As early as October the State Department started to express interest in ditching management and heading either the political affairs or peacekeeping department, according to the former U.S. advisor.
The appointment will not be announced until Ban completes a restructuring of departments, his spokeswoman said. But his plans have already run into trouble.
Opposition to the U.S. getting the post is strong enough that it likely influenced a movement by the Non-Aligned Movement (NAM) to derail a Ban proposal to fold the department of disarmament into political affairs to create a powerful new unit for an American run.
A NAM diplomat, who spoke to me on condition of anonymity, said he believed the NAM acted to prevent an American from running a more powerful department. There is no indication the U.S. will back away from its desire for the post.
Egyptian Ambassador Maged Abdelaziz, the current NAM president, cautioned that a combining disarmament and political affairs would over politicize the department. It is "going to over politicization, and particularly if somebody from a nuclear weapon state will occupy the Department of Political Affairs," Abdelaziz was quoted by the Associated Press as saying in an obvious reference to the U.S.
Ban has also proposed splitting peacekeeping into two departments, one for management, procurement and logistics and the other for operations. The current thinking at the UN is that France will keep the operational side of peacekeeping but relinquish the new budget and management side to Japan, although the U.S. may want that post instead.

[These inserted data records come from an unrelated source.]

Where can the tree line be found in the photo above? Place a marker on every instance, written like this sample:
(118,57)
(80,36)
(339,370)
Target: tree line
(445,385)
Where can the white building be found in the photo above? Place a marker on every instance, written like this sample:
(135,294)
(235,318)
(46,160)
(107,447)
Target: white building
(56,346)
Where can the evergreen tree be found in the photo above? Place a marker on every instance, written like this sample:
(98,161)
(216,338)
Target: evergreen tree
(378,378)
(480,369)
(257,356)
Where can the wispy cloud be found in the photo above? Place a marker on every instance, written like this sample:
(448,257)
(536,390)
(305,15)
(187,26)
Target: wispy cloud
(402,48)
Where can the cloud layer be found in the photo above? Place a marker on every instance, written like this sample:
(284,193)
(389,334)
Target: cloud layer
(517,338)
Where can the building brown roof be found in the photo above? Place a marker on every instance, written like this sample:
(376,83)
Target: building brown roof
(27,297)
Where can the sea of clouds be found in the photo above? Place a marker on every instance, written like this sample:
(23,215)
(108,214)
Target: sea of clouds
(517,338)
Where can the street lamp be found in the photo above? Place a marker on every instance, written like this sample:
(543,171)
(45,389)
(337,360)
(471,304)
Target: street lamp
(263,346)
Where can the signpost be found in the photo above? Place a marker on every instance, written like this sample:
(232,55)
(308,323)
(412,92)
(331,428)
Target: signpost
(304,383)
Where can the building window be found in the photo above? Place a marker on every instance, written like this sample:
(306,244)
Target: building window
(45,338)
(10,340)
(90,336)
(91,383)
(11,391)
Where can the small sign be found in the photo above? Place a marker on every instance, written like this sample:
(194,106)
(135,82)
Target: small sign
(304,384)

The senior African diplomat believes Washington would prefer to keep tabs on peacekeeping spending. The U.S. is supposed to pay 27% of peacekeeping cost but Congress only allocates 25%. Ban asked Bush to pay the full 27% when he met with him in the Oval Office last week.
"It would be in line with their interests," the African diplomat said. "If they are giving $800 million to the Congo operation, being in charge of peacekeeping management would let them know how it is being spent. It would also be less controversial than political affairs or operations."
Though he said Ban hadn't asked the G77 for its opinion, the diplomat said he wasn't convinced the secretary general would face down the uproar and pick an American for either post in the end.
"I'll believe it when I see it," he said.